People commented on the exceptional number of media people who showed up. Newspapers, radio, TV – they were all there. At one point Monique called me up in my role as producer to answer questions. Afterwards I was even buttonholed by a couple of young, pretty journalists. I admit it all went to my head. While there, we received word that the Friday night show was sold out. The blog ain’t called “Big in Madagascar” for nothing.

Saturday, March 3, 2012

After a tough couple of weeks (packing, travel, arrival, flu, daily rehearsal, rain), we needed a little break. Thus Friday evening found the entire household stepping gingerly by phone light along the potholed, red mud street. A twenty-minute walk to the top of a hill took us to the neighborhood of Ambohipo. Populated by coastal people (in contrast to the stodgy high plateau inhabitants), the quarter was lively. On both sides of the street bars and restaurants beckoned to us with the smell of grilling meat.

But our goal was Jao’s Pub, where we have a gig at the end of the month. As chairs were found for our group on the terrace next to the sizzling barbecue, I peaked inside the club. I saw a nice, large table-filled space augmented by a mezzanine above. Looking towards the dance floor and the band onstage who should I spy but our drummer, Jimmy.

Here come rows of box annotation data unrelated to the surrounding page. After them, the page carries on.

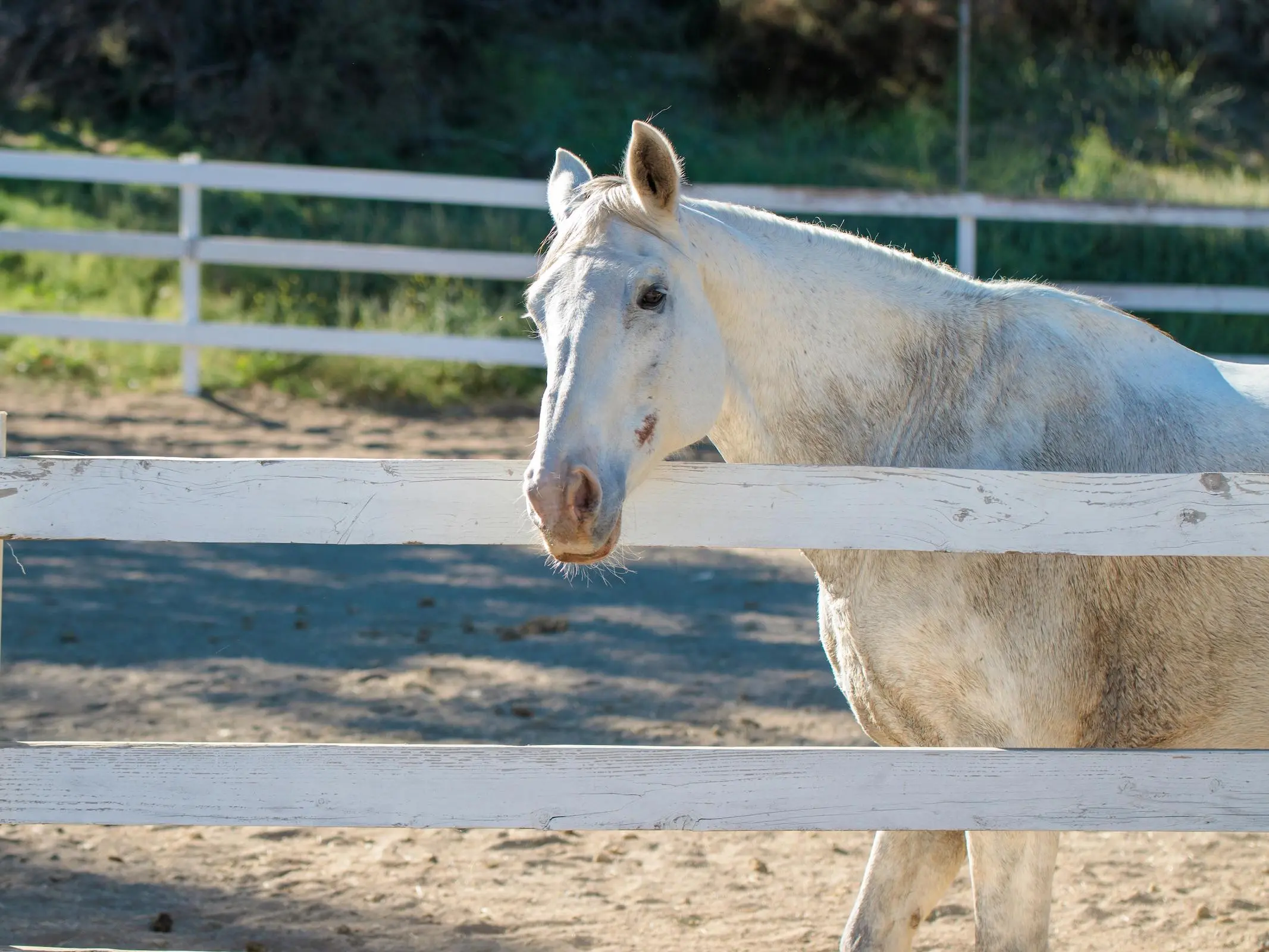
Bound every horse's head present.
[524,122,725,562]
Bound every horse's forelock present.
[538,175,665,274]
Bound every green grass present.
[0,45,1269,408]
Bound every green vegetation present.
[0,0,1269,408]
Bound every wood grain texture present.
[0,457,1269,556]
[0,743,1269,830]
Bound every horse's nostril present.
[565,466,600,522]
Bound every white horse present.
[524,122,1269,952]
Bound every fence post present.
[180,152,203,396]
[955,215,979,278]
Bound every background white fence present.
[0,457,1269,830]
[7,150,1269,393]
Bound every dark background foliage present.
[0,0,1269,401]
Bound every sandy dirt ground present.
[0,380,1269,952]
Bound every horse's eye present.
[638,287,665,311]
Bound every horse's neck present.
[683,202,981,465]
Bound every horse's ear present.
[547,149,591,225]
[626,122,683,215]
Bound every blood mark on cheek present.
[635,414,656,447]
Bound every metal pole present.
[955,215,979,278]
[955,0,979,278]
[0,410,9,670]
[180,152,203,396]
[955,0,970,192]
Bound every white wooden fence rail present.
[0,150,1269,392]
[0,457,1269,556]
[0,743,1269,831]
[0,457,1269,830]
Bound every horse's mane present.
[538,175,665,274]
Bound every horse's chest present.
[809,552,1024,746]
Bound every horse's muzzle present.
[524,465,622,563]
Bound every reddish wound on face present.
[635,414,656,446]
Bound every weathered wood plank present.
[0,743,1269,830]
[0,457,1269,556]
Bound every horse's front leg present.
[967,832,1057,952]
[841,830,964,952]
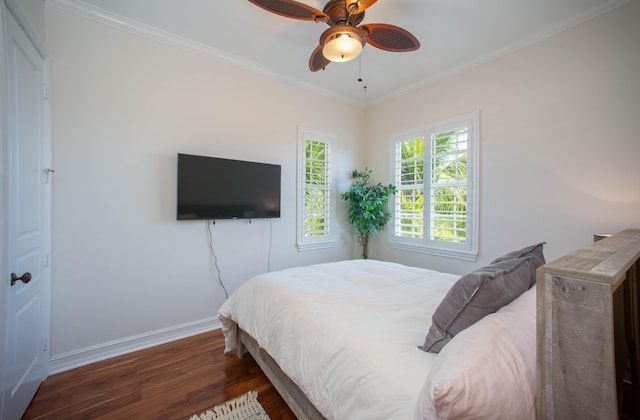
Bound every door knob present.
[11,272,31,286]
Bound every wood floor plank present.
[23,330,295,420]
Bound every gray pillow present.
[420,257,531,353]
[491,242,546,287]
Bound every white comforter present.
[219,260,459,420]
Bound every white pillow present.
[416,286,536,419]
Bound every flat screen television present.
[177,153,281,220]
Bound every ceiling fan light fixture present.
[322,28,364,62]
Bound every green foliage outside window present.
[304,140,329,237]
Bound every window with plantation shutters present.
[390,113,478,261]
[298,128,335,250]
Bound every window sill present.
[297,241,336,251]
[389,241,478,261]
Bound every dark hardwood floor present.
[23,330,295,420]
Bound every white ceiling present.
[48,0,628,105]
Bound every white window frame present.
[388,111,480,261]
[296,127,336,251]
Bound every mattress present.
[219,260,460,419]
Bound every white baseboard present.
[49,318,222,375]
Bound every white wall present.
[366,2,640,274]
[46,2,640,367]
[46,7,364,366]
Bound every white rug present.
[189,391,269,420]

By chance or design Monique was sitting in the prime position near the club entrance. This made it easy for arriving musicians to pay court to her (not too strong a phrase). Among them was the club’s proprietor, Jaojoby, the best-known Malagasy musician in the outside world.

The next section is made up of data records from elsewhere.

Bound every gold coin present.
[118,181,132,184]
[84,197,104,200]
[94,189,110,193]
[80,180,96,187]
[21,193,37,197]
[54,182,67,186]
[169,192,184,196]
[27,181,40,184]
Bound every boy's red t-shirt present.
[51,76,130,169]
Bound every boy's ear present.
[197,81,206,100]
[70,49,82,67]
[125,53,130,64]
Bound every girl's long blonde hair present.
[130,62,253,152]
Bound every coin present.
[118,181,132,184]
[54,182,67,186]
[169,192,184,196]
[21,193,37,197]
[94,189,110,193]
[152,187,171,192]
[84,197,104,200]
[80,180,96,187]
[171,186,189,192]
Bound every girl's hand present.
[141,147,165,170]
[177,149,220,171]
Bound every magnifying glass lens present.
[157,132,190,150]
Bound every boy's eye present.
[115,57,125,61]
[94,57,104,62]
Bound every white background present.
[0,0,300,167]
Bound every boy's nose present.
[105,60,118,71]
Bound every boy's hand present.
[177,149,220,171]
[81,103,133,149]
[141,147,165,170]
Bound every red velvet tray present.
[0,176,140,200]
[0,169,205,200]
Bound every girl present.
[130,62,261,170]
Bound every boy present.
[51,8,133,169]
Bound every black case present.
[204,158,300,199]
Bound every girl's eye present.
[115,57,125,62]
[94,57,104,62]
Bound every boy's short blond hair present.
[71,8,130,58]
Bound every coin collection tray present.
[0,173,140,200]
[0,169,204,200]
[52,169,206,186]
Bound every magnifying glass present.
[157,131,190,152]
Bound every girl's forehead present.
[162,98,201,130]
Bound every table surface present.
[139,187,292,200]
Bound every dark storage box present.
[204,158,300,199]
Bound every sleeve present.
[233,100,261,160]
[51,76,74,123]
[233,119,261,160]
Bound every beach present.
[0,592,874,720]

I ordered a large cool bottle of Three Horses Beer, my first of the trip, with which I washed down beef and chicken brochettes doused in fiery sakay sauce. From time to time I stood up for the required handshake-plus-three-air-kiss greeting, as I was introduced to yet someone else whose name I promptly forgot.

* * *

Through the walls of the club I could hear the band, prompting musings which took up most of my attention. They played what to me was a strangely heterogeneous repertoire. Most interesting was the incessantly driving, triplet-based salegy from the north of the island. This was augmented by Bob Marley (of course), American R&B, and saccharine French pop.

Strangest of all was when I heard a quite credible version of Louis Armstrong singing Mack the Knife. This, it turned out, was Jaojoby. When I expressed surprise I was informed that long before he hit the World Music big time, Jao was famous in Madagascar as a radio DJ and performer of American popular music. So much for my notions of cultural authenticity.


Thursday, March 1, 2012

For two days the main back-up singer, Fanja, took over the lead vocals. But with her voice returning, today Monique picked up the mic again – partly for the benefit of a TV crew that was here filming – though she kept off the high notes.

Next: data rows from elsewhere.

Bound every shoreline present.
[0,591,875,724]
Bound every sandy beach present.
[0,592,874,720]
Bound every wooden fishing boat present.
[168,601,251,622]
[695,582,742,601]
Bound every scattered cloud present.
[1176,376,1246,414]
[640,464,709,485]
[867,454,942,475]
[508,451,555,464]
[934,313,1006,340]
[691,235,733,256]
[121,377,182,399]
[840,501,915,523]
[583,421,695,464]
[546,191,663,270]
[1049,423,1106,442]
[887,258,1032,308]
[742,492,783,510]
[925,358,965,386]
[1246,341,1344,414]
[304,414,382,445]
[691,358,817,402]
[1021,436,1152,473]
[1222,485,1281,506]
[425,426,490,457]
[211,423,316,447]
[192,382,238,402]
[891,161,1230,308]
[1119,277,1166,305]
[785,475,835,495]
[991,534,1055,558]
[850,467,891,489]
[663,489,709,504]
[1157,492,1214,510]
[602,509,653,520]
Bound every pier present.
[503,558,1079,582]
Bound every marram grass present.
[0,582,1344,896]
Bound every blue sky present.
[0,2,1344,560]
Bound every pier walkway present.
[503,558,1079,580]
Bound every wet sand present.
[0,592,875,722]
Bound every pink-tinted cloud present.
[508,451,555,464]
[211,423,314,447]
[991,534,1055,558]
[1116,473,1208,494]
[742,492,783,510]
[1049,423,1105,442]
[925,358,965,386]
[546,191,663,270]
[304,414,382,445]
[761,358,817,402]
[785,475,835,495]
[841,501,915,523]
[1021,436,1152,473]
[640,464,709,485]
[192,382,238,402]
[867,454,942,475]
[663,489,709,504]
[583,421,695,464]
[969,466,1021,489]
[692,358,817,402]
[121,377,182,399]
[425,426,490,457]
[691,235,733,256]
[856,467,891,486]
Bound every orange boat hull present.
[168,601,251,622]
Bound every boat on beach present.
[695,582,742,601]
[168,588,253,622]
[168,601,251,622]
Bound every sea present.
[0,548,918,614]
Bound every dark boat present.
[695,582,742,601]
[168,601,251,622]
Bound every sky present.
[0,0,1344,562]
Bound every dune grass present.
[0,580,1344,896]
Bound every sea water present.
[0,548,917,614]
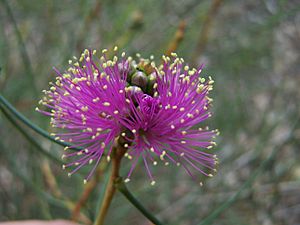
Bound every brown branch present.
[165,20,186,56]
[192,0,223,65]
[41,160,91,224]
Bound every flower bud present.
[118,63,136,82]
[125,86,143,105]
[131,71,148,92]
[147,73,156,96]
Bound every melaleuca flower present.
[37,48,218,184]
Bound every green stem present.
[0,94,81,150]
[199,118,299,225]
[2,0,38,96]
[0,105,63,164]
[94,148,126,225]
[115,178,162,225]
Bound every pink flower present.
[39,50,218,184]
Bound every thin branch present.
[2,0,38,96]
[94,147,126,225]
[115,178,162,225]
[192,0,223,65]
[199,118,299,225]
[71,162,107,221]
[0,105,63,164]
[0,94,81,150]
[165,20,186,56]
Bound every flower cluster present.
[37,47,218,184]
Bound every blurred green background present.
[0,0,300,225]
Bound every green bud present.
[125,86,143,105]
[131,71,148,92]
[147,73,156,96]
[118,63,136,82]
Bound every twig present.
[76,0,101,51]
[2,0,38,96]
[94,148,126,225]
[199,118,299,225]
[115,178,162,225]
[192,0,222,65]
[165,20,186,56]
[0,103,63,164]
[0,94,81,150]
[71,162,107,221]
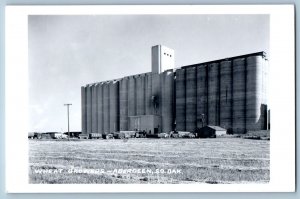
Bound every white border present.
[5,5,295,193]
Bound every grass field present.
[29,138,270,184]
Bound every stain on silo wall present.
[109,81,119,133]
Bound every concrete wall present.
[81,86,87,134]
[175,69,186,131]
[160,70,174,132]
[197,65,208,128]
[185,67,197,132]
[220,61,232,129]
[119,78,128,131]
[232,58,246,133]
[97,83,104,134]
[81,53,269,134]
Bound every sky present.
[28,15,270,132]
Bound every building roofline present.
[179,51,267,70]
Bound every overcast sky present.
[28,15,269,131]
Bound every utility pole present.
[64,104,72,140]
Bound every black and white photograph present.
[7,6,294,192]
[28,15,270,184]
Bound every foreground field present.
[29,138,270,184]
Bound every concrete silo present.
[197,65,209,128]
[151,73,161,115]
[92,84,98,133]
[232,58,246,133]
[86,85,92,134]
[81,86,87,134]
[246,55,266,130]
[109,81,120,133]
[176,69,186,131]
[145,73,153,115]
[185,67,197,132]
[128,76,136,116]
[119,77,128,131]
[103,82,110,134]
[136,75,145,115]
[207,63,220,126]
[97,83,104,134]
[220,60,233,131]
[161,69,174,132]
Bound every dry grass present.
[29,138,270,184]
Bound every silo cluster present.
[81,52,268,134]
[175,52,268,133]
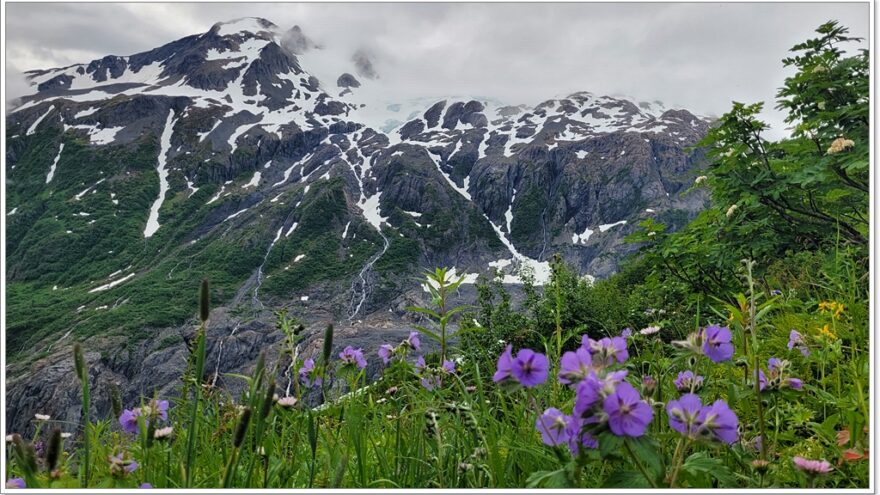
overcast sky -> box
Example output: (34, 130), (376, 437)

Meanwhile, we’ve had other setbacks. The saxophonist showed up a couple of days ago with a cast on his arm (motorcycle accident) and doctor’s instructions not to hold an instrument. The replacement we lined up came by today. He’ll be fine. True, he only has a soprano sax. But he says he can borrow a tenor. And he showed he could cover a critical alto part with the soprano. In the quest for perfection sometimes you have to compromise.

More seriously, during today’s rehearsal Miary, one of the guitarists, was drunk. To make matters worse, he’s Monique’s nephew. It was uncomfortable when she told him off in front of everyone. But she had no choice. When he tried to appeal to my kindly nature, calling me “Tonton” (Uncle), I also played the heavy. I felt bad for Monique and the rest of the band. Especially for Miary’s girlfriend, the hard-working Fanja.

On the other hand we’re starting to sound really good. Even me. We’re building that band camaraderie, starting to have a history together, developing rudimentary in-jokes. Or maybe it just seems that way to me. After all, the musical world here is small and close-knit. These guys have played together in various combinations for years. I’m way the outsider. But despite being the butt of occasional jokes – or maybe because of this – I’m feeling accepted. Which for a musician might be the most important thing of all.

* * *

Rain again today. We might as well be in Belgium. Or Portland. But at least we’ve recovered from the flu.